Well before the impression is generated and has to be allocated out to the impressions in real-time, inventory was sold in advance based on predictions of how much volume would exist in the future. We call these predicted impressions "avails" (for "available to sell") in our industry, and they're essentially the basis for how all guaranteed impressions are sold.
We'll get back to the real-time allocation in a moment, but first let's talk a bit about avails. The avails calculation done by another component of the ad server, responsible for inventory prediction, is one of the hardest computer science problems facing the industry today. Predicting how much inventory will exist is hard -- and extremely complicated.
Imagine if you will that you've been asked to predict a different kind of problem than ad serving -- perhaps traffic patterns on a state highway system. As you might imagine, predicting how many cars will be on the entire highway next month is probably not very hard to do with a pretty high degree of accuracy. There's historical data going back years of time, month by month. So you could take a look at the month of April for the last five years, see if there's any significant variance, and use a bit of somewhat sophisticated math to determine a confidence interval for how many cars will be on the highway in the month of April 2013.

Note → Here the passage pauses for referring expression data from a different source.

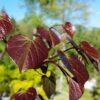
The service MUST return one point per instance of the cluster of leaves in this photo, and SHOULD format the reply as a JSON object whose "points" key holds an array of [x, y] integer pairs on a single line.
{"points": [[33, 53]]}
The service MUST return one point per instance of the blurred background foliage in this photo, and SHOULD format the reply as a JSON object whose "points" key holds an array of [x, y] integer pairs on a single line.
{"points": [[48, 13]]}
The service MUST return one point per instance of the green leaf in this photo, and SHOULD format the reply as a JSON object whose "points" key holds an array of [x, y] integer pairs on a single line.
{"points": [[49, 84]]}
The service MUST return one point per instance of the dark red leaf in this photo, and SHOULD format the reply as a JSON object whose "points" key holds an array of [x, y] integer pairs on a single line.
{"points": [[68, 27], [30, 94], [49, 36], [75, 91], [44, 69], [65, 60], [89, 49], [49, 84], [5, 25], [80, 71], [26, 53]]}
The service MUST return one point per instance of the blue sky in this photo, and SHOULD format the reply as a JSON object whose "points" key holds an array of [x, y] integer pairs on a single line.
{"points": [[14, 9]]}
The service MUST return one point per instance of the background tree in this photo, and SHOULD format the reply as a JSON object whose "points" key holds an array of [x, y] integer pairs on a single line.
{"points": [[59, 10]]}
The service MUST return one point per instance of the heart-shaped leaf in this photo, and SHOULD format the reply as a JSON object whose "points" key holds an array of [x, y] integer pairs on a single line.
{"points": [[26, 53], [30, 94], [49, 84], [49, 36], [75, 91], [65, 60], [5, 25]]}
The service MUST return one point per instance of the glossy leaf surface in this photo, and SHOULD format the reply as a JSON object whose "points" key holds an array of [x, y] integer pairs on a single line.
{"points": [[5, 25], [49, 36], [30, 94], [89, 49], [26, 53]]}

But imagine that you now wanted to zoom into a specific location -- let's say the Golden Gate Bridge. And you wanted to break that prediction down further, let's say Wednesday, April 3. And let's say that we wanted to predict not only how many cars would be on the bridge that day, but how many cars with only one passenger. And further, we wanted to know how many of those cars were red and driven by women. And of those red, female-driven cars, how many of them are convertible sports cars? Between 2 and 3 p.m.
Even if you could get some kind of idea how many matches you've had in the past, predicting at this level of granularity is very hard. Never mind that there are many outside factors that could affect this; there are short-term issues that could help get more accurate as you get closer in time to the event such as weather and sporting events, and there are much more unpredictable events such as car accidents, earthquakes, etc.
This is essentially the same kind of prediction problem as the avails prediction problem that we face in the online advertising industry. Each time we layer on one bit of data (some defining attribute) onto our inventory definition, we make it harder and harder to predict with any accuracy how many of those impressions will exist. And because we've signed up for a guarantee that this inventory will exist, the engineers creating the algorithms that predict how much inventory will exist need to be very conservative on their estimates.
When an ad campaign is booked by an account manager at the publisher, they "pull avails" based on their read of the RFP and media plan and try to find matching inventory. These avails are then reserved in the system (the system puts a hold on avails that are being sent back to the buyer based for a period of time) until the insertion order (I/O) is signed by the buyer. At this moment, a preliminary allocation of predicted avails (impressions that don't exist yet) is made by a reservation system, which divvies out the avails among the various I/Os. This is another kind of allocation that the ad server does in advance of the campaign actually running live, and it has as much (or even more) impact as the real-time allocation does on overall yield.